When I began my PhD, GenBank came in the post on several CDs (and a colleague first received GenBank on a DAT tape, which he printed out to look at all the sequences). Now, with GenBank holding 85 billion bases of sequence from nearly one-third of a million species, the amount of DNA sequence data is virtually unlimited (or soon will be). Analysis methods, and computational capacity, have had to grow rapidly to accommodate the vast amount of data. But as the analytical techniques get more sophisticated, they also tend to incorporate more assumptions about the evolutionary processes that produced the data. So progress in bioinformatics relies not only on advances in laboratory and computational techniques, but also on increased understanding of the patterns and processes of molecular evolution.
It is critical that the advances in computation do not come at the expense of biological veracity. For example, the increasing size of sequence datasets has brought a growing reliance on automatic alignment programs that, although constantly improving in sophistication, sometimes result in biologically unrealistic arrangements of some sequences, due to the complexity of patterns of sequence change. Some researchers claim that it is simply too time consuming to inspect alignments to detect these errors, yet if these poorly aligned regions are included in an analysis, any inference drawn from them is spurious. Just as we would be reluctant to accept sloppy laboratory techniques for the sake of expedience, we should be equally unhappy about cutting corners on the analysis. If our methods do not reflect real biological processes, we risk leading ourselves up a garden path of our own making.
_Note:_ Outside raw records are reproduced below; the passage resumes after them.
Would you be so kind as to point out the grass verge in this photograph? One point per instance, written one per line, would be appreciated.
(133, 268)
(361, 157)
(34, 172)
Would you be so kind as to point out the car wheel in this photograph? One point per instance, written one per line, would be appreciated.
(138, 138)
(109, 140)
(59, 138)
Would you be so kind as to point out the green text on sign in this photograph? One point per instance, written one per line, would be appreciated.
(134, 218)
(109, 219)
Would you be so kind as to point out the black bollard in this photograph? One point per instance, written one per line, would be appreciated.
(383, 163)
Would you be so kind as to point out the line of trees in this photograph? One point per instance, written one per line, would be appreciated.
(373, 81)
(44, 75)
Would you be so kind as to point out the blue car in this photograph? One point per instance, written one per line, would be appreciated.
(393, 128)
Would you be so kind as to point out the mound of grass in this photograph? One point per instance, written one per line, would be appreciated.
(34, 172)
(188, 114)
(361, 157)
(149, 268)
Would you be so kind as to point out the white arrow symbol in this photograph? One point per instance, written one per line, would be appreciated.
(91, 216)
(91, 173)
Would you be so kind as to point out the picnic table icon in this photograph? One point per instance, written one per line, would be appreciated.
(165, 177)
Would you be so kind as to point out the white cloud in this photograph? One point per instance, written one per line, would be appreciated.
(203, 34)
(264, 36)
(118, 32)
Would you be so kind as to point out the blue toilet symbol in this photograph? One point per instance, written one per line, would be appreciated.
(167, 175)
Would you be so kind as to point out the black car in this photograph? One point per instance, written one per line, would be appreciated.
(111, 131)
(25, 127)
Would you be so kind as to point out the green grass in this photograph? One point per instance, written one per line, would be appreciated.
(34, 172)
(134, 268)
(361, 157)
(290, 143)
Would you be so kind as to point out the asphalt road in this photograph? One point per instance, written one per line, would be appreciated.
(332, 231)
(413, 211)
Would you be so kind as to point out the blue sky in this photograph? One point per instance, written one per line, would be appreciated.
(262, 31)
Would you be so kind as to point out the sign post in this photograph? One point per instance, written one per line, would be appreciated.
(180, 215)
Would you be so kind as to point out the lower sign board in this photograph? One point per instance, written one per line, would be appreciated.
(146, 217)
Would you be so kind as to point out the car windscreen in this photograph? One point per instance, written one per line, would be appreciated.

Understanding patterns of genome change requires an evolutionary perspective that regards the genome as part of a whole organism. This issue includes papers that take an evolutionary approach to measuring or estimating the mutation rate, detecting and explaining differences in the rate of molecular evolution across the genome and between species, exploring how the interplay between positive selection, negative selection and drift creates complex patterns of molecular evolution, and developing realistic evolutionary models for analysing DNA to uncover evolutionary history and contemporary patterns of biodiversity. These papers share a common theme: that we need to combine molecular evolutionary theory with empirical measurement of the patterns and rates of molecular evolution to fully appreciate the complexity of the information contained in the genome.